In Nigeria, it happens most often that a citizen leaves his state of origin and moves to another state or city where he takes up employment or practices his profession or trade. Whilst he resides most of the time in the state where he earns his living, he occasionally visits his country home (which he usually states in official records as his permanent address), intending to return ultimately to the latter residence.

He pays tax rate, commission, development levies, church dues and tittles in both states registers and participates in general elections and discharges other civic responsibilities in either state in this scenario. It is submitted that such a Nigerian resident in two states may therefore apply for an adoption order either in his state of origin or in the state where he resides and works.
As regard nationality, an adoption order shall not be made in respect of a child unless the applicants are citizen or, in the case of a joint application, both applicants are citizens of Nigerian.

In the making of such order, a sole male applicant, will not be allowed to adopt a female juvenile. This is intended to guard the danger of sexual corruption of the female child.

However, a joint adoption order will be made only in favour of a husband and wife in order to protect and retain the object of option which is to secure a family and a loving environment for the adopted child, the court will require the consent of the wife or husband where one of the spouses is the sole applicant for an adoption order.
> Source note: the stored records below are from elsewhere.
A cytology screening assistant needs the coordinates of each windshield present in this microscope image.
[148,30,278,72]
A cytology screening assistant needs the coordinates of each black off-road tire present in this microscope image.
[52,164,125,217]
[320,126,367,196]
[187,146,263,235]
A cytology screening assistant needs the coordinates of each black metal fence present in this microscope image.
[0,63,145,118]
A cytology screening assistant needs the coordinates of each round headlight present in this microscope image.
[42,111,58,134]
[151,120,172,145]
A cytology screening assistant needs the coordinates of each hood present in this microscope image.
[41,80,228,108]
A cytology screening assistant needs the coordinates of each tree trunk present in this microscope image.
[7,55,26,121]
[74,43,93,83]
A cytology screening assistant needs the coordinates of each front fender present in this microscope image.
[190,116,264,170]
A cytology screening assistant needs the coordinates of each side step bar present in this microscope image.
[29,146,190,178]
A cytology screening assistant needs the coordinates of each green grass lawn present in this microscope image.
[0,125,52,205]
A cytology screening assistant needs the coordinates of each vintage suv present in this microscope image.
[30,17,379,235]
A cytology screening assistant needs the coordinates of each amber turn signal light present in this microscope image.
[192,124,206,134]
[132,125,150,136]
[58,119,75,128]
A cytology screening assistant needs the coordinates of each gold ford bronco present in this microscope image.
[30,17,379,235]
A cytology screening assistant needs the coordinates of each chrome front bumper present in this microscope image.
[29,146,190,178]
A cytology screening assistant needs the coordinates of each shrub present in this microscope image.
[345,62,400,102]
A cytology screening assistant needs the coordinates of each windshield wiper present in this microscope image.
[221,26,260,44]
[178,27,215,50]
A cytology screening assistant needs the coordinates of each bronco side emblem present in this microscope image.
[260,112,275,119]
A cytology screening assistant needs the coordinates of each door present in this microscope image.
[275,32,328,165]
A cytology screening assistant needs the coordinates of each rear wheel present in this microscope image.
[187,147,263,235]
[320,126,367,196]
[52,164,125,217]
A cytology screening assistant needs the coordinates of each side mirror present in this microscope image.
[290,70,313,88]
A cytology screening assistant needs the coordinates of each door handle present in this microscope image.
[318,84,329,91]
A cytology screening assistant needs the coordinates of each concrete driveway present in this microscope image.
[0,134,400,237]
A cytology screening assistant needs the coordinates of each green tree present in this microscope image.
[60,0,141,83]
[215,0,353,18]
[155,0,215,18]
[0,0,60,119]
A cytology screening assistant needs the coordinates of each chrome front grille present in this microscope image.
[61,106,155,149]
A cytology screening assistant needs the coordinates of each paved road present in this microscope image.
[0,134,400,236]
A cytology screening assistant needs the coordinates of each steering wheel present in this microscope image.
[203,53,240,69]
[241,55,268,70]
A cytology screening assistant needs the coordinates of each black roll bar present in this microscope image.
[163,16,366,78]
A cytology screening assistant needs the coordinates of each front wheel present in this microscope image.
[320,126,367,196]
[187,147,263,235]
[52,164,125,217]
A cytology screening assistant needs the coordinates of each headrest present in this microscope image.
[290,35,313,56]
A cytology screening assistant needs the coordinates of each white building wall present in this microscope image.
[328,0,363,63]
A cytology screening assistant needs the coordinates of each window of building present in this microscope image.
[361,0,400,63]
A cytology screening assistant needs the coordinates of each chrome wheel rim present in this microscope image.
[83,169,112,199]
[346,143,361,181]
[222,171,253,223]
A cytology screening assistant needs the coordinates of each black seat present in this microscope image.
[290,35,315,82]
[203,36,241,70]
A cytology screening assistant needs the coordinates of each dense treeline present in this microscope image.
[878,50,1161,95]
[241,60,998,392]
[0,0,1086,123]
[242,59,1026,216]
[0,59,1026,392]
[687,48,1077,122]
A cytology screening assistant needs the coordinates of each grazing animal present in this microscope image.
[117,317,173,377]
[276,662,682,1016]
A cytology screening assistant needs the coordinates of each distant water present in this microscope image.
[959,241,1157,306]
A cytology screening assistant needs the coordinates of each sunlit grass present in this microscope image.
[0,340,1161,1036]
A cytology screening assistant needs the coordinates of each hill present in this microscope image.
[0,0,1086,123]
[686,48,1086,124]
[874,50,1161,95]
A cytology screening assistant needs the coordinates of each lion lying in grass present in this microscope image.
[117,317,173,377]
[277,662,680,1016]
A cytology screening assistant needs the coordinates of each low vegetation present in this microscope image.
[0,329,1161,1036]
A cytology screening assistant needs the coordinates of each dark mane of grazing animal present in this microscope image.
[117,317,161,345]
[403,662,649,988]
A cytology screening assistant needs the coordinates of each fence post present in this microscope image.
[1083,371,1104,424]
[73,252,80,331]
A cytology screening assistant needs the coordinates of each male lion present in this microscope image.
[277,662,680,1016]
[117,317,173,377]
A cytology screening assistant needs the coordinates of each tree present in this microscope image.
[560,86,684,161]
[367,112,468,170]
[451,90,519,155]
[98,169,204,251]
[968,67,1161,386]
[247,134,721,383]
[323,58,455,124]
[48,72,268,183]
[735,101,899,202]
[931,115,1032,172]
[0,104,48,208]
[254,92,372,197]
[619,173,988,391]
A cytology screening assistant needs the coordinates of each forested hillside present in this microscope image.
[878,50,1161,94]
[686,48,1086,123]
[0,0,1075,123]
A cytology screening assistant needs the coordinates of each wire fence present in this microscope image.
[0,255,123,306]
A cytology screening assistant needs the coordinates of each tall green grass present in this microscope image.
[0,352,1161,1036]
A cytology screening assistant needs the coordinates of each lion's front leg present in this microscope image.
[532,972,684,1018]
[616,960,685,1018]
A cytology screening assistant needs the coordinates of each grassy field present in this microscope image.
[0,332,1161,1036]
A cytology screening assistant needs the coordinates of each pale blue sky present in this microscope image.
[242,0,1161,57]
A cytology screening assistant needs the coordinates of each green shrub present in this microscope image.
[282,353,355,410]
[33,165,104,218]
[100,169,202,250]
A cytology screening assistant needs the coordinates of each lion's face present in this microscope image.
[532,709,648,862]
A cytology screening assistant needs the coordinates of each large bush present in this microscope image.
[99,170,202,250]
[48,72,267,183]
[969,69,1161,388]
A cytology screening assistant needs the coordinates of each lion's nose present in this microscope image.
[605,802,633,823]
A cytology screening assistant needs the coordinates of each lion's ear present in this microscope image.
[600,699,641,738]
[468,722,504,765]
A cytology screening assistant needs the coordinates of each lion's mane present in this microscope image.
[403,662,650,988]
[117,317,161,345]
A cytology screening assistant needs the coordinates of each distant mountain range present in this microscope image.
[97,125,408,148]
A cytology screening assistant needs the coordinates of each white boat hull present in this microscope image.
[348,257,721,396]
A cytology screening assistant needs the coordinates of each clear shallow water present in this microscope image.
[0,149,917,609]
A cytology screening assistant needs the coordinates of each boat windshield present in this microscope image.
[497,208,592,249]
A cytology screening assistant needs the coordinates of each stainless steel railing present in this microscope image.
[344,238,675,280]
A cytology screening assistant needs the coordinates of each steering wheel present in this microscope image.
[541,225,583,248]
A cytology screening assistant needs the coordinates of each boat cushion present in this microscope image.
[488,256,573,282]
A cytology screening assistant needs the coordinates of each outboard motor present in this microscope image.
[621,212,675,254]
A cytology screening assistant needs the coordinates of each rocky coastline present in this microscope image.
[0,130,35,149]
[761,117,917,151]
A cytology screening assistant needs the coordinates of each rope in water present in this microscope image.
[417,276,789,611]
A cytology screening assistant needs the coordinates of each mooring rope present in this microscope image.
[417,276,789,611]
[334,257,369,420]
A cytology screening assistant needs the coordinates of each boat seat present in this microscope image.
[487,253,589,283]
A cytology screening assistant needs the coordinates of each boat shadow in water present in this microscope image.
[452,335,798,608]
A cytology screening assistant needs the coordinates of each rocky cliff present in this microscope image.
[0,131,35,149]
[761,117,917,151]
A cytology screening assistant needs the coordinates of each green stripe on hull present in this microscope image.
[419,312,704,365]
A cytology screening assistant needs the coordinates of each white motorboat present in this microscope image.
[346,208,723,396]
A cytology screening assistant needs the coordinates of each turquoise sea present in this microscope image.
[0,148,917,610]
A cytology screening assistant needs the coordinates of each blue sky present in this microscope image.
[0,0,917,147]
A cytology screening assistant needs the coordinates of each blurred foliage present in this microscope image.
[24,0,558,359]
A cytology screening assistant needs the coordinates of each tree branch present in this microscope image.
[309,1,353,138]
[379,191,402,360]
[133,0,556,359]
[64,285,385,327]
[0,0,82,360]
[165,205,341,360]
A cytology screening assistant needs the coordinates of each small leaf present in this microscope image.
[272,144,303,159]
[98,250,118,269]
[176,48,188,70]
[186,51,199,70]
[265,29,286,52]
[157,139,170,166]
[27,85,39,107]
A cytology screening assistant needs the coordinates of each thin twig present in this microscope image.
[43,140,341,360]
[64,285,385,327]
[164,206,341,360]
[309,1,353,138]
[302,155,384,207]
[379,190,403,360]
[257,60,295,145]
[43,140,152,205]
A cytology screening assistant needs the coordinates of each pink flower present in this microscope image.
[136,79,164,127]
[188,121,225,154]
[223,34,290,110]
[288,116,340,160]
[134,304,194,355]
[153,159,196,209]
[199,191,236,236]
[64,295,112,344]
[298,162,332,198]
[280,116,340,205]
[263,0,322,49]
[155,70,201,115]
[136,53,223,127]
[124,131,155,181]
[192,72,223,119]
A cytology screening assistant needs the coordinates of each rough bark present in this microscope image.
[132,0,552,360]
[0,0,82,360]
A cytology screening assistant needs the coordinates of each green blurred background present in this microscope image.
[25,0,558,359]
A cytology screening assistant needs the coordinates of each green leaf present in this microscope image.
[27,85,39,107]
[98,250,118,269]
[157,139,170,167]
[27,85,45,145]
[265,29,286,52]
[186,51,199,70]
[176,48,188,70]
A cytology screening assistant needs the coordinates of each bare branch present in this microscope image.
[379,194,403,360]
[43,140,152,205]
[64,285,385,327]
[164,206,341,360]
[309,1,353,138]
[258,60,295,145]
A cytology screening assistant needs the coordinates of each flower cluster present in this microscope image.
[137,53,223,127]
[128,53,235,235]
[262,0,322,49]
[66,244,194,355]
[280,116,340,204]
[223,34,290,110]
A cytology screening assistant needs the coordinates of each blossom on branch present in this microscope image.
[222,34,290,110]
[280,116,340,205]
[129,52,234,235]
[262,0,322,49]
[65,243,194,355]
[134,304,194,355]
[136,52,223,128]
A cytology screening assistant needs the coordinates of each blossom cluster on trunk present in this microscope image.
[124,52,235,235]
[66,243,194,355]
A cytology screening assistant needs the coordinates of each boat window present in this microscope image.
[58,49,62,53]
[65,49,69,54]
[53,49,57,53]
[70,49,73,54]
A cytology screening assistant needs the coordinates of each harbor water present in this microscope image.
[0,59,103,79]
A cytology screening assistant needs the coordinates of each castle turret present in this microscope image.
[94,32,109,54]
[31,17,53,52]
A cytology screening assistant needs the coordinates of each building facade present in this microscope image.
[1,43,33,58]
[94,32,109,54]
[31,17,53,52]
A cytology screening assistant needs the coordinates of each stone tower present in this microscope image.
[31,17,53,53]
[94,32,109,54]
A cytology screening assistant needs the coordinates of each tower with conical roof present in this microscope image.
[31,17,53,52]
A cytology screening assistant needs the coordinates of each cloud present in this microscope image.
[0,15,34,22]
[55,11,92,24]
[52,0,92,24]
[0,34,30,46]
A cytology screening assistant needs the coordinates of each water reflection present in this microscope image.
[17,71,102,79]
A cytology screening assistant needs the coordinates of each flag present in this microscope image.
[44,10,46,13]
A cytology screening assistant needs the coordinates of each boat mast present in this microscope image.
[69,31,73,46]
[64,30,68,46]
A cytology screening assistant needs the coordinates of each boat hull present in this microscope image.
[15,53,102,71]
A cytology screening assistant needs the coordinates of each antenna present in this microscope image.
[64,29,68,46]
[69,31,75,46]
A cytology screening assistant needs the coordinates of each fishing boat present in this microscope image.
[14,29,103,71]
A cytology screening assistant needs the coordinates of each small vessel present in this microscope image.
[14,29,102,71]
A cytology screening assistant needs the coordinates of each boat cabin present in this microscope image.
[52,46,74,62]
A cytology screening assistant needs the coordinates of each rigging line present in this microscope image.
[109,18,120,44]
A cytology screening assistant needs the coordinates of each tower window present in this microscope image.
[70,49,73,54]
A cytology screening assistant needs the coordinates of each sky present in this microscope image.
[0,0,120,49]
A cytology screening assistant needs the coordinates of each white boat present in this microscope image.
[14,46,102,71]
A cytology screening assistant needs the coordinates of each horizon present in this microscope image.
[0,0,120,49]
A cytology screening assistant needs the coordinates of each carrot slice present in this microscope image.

An adoption order will not be made in respect of a juvenile unless the applicant, or applicants as the case may be, is not less than Twenty-five year old and is at least twenty-one year older than the juvenile. To this rule there are exceptions, the applicant must be either the father or mother of the juvenile, or if the applicant is a relative must be twenty-one year old.The person under the age of seventeen years may be adopted.

A juvenile whose parents or relatives are known and can be traced can also be adopted contrary to the restriction under the Lagos State Edict, which gives adoption only for juveniles who are abandoned or whose parents and other relatives are unknown. In addition, only child identified to be in need of an alternative parent should be adopted. This is well provided for in the Eastern States Law.

Residence connotes some degree of permanence. It is a permanent stay in a place. This is an essential prerequisite to the making of an adoption order. The law in question requires that both the applicant and the juvenile to be adopted must be resident in any of the Eastern States. While however, it is not necessary to show that the applicant has a home in a particular state or states, he must have a settled headquarters some where there.

An adoption order will not be made where the applicant, or in the case of joint applicants, either of the applicants is not a Nigerian Citizen.